The right-wing worked hard to suppress the vote in Tuesday's election, with an effort that began months ago, when conservatives took control of many state houses. Ultimately, thanks in part to the courts, and in part to the determination of voters, America proved that voting rights cannot be stolen.
Pennsylvania's House Majority Leader Mike Turzai infamously said this year, “Voter ID, which is going to allow Gov. Romney to win the state of Pennsylvania: done.”
Turzai's plan failed. Thanks to court rulings, photo ID was not required to vote in Pennsylvania, and while some voter faced confusion at the polls over the requirement, that was no match for the strong turnout of voters - many of whom may have been galvanized by the threat of suppression.
The courts protected voters in Ohio and Wisconsin too, restoring key early voting and stopping a voter ID requirement
Long lines posed one of the biggest threats. In Florida, where early voting had been reduced by nearly 50% from 2008, voters who showed up on Election Day were still waiting to cast their ballots hours after the polls had closed. The determination of each and every one will have an impact on the state that's still too close to call.
One of the biggest victories against voter suppression Tuesday night came straight from the people, as Minnesota became the first state to reject a proposed voter ID amendment. It's a huge victory for voting rights activists, especially considering the measure was poised to win approval by a 12 point margin just a little over a week ago.

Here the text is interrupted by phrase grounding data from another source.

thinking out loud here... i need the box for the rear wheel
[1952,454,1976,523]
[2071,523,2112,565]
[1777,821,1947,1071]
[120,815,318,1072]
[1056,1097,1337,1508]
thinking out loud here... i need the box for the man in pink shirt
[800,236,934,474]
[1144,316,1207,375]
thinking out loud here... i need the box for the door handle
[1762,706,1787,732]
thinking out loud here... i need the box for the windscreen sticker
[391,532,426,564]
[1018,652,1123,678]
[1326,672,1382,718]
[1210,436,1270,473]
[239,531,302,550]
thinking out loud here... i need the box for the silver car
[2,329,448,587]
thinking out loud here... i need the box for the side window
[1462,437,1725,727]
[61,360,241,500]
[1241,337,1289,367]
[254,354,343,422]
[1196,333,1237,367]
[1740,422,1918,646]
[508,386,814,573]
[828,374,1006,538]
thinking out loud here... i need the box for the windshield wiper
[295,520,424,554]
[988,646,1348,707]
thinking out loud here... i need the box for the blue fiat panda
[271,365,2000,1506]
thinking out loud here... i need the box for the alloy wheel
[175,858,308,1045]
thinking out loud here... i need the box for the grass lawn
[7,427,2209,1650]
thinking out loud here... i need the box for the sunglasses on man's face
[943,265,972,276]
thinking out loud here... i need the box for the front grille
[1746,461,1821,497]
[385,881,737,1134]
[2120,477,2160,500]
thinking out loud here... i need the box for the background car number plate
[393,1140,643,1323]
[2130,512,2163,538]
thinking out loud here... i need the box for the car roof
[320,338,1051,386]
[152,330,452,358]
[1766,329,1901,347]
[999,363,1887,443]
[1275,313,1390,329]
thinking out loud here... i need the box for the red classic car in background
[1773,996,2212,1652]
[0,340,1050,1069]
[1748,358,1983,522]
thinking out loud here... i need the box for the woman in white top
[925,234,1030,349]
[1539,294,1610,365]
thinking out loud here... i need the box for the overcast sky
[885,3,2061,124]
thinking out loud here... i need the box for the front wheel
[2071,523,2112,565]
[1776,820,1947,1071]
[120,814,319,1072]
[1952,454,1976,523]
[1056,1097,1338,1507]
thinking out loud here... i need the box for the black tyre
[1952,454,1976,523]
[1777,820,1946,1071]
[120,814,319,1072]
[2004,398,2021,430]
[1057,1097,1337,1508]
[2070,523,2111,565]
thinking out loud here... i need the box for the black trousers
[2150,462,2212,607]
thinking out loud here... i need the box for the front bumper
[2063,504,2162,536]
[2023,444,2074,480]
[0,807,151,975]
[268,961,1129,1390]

But the fight won't end in Minnesota, proponents of the law will now plan to push it through the statehouse instead. Voting rights opponents face an uphill battle in North Carolina as well, where the voter-ID-vetoing Democratic Gov. Bev Purdue has been replaced with Republican Pat McCrory.
The battle for voting rights may not be over, but we learned last night that the people can prevail, as long as they are willing to fight for their rights.